Building on this mounting evidence, studies of investment options in California, Minnesota, and other states are beginning to indicate, on an asset-by-asset basis, that traditional infrastructure projects can be avoided, often at comparable or lower costs, by portfolios of renewable energy and DERs.
Capturing the opportunity
There are several avenues to capture the opportunity for DERs and renewable energy to serve as low-cost, low-risk grid infrastructure. At the federal level, following the recommendations of the DOE study, FERC and other agencies have an opportunity to better define the menu of grid services needed to ensure reliability and resilience in a rapidly-changing technology landscape, and encourage system planners and operators to procure them in a technology-agnostic way. FERC’s proposed rulemaking on aggregating energy storage is a promising start, and more efforts that fully value the capabilities of aggregated DERs can help further move the market.
At the state level, leading utility projects and regulatory efforts can continue to drive the market for solutions that leverage DERs as grid infrastructure. States typically have jurisdiction to ensure that retail rate design fully reflects the value that DERs offer, that DER owners can monetize all possible value streams that they provide to the grid, and that utilities have the correct economic incentives to pursue DER investment as a complement to traditional capital spending.

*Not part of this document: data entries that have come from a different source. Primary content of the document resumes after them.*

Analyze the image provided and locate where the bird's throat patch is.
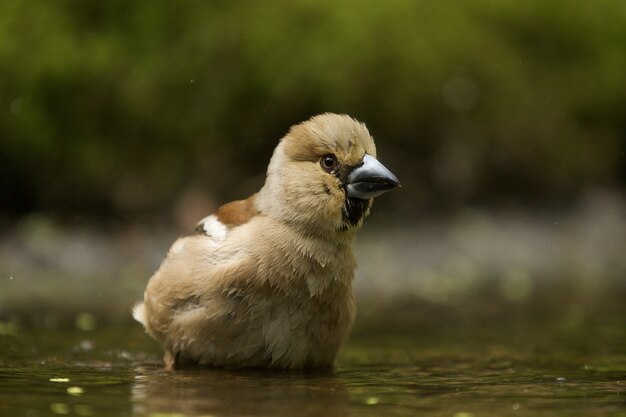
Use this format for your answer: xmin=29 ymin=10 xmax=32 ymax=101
xmin=342 ymin=197 xmax=371 ymax=229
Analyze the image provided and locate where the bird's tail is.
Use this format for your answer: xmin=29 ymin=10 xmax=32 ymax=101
xmin=132 ymin=302 xmax=147 ymax=327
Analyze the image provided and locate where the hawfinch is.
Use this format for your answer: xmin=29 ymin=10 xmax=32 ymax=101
xmin=133 ymin=113 xmax=400 ymax=369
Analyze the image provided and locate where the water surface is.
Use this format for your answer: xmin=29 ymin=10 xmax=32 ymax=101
xmin=1 ymin=315 xmax=624 ymax=417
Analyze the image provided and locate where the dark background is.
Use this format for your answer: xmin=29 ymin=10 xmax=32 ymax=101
xmin=1 ymin=0 xmax=624 ymax=225
xmin=0 ymin=1 xmax=625 ymax=324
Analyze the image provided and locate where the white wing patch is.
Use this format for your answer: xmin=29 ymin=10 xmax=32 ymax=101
xmin=196 ymin=214 xmax=229 ymax=241
xmin=132 ymin=302 xmax=147 ymax=327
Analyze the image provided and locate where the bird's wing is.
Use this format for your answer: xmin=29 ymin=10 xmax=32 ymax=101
xmin=138 ymin=194 xmax=260 ymax=341
xmin=194 ymin=194 xmax=258 ymax=240
xmin=141 ymin=233 xmax=254 ymax=343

Finally, there is an expanded role to play for technology developers to further drive down costs and increase the capabilities of DERs and renewable energy solutions that meet the needs of the grid. The road to “energy dominance” requires moving beyond 20th-century technologies to meet our needs, and continued innovation in clean energy costs, capabilities, and business models can help accelerate the transition towards 21st-century leadership.